Always put your safety first
This being said, if you or someone else is in danger because of the addiction, immediately address this. If you need to remove yourself from the situation or if kids need to go and stay with their grandparents, see to this first. Putting yourself in harm’s way isn’t going to help the situation at all. It might even make it worse, as guilt and shame (which are common emotions people feel after they’ve hurt loved ones) are often integral parts of addition.
Do your research
Take your time to learn about all the different options and methods available. According to the team behind Help 4 Addiction, you should not only be looking for information on your loved one’s situation but yours as well. It can be traumatizing to watch someone you love harm themselves or others. It can fill you with guilt and what-ifs and all sorts of other dangerous and toxic thought patterns. You might also need help. Remember that.
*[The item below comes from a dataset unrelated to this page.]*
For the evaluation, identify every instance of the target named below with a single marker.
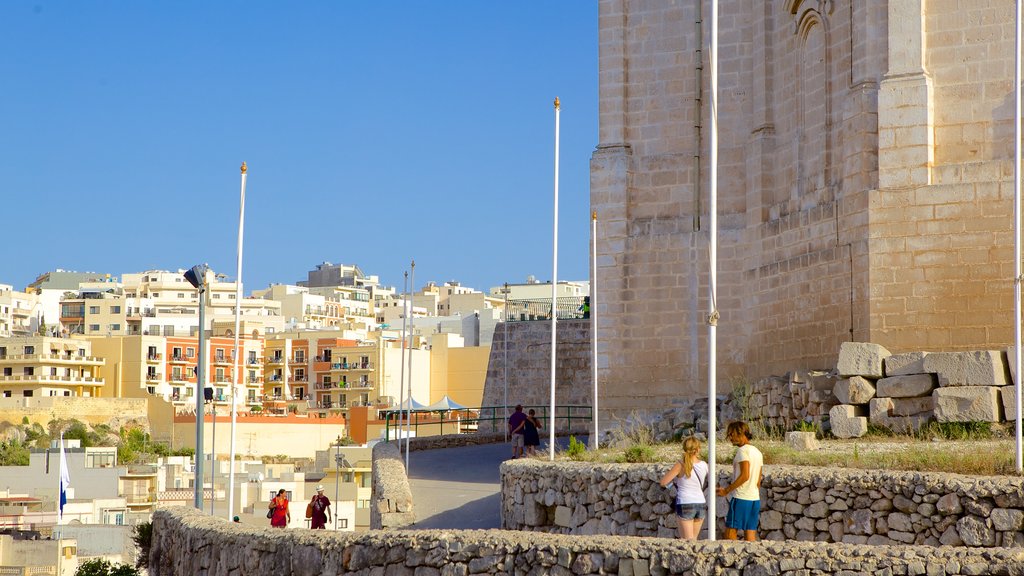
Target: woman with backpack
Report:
(690, 478)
Be supportive of therapy assignments
No one likes to feel like they’re a part of a problem, but the truth is, humans are pack animals, and we’re intrinsically linked to one another. It is essential that if your loved one is attending any type of therapy, you are supportive of their assignments and the conversations they have afterward. Your loved one might need to talk about moments from their childhood that are hard for you to hear, they might need to discuss things that have happened in the past between you and them, they might need to have a timer go off every half an hour and journal about their physical sensations as they begin to relearn how to feel emotions (often emotional processing is part of the struggle of addiction). They might even ask you to attend a therapy session with them in family therapy. Of course, balance their requests with your boundaries, but it is important that you attempt to support the therapy process, even if that means listening to what their therapist said about you.

The above information is only the beginning. Addiction is a multi-faceted battle often involving addressing childhood traumas, healing, forgiving, relearning basic human tasks like emotional regulation and dealing with social conflict, and addressing any mental health issues. These sorts of processes can sometimes take a fair bit of time.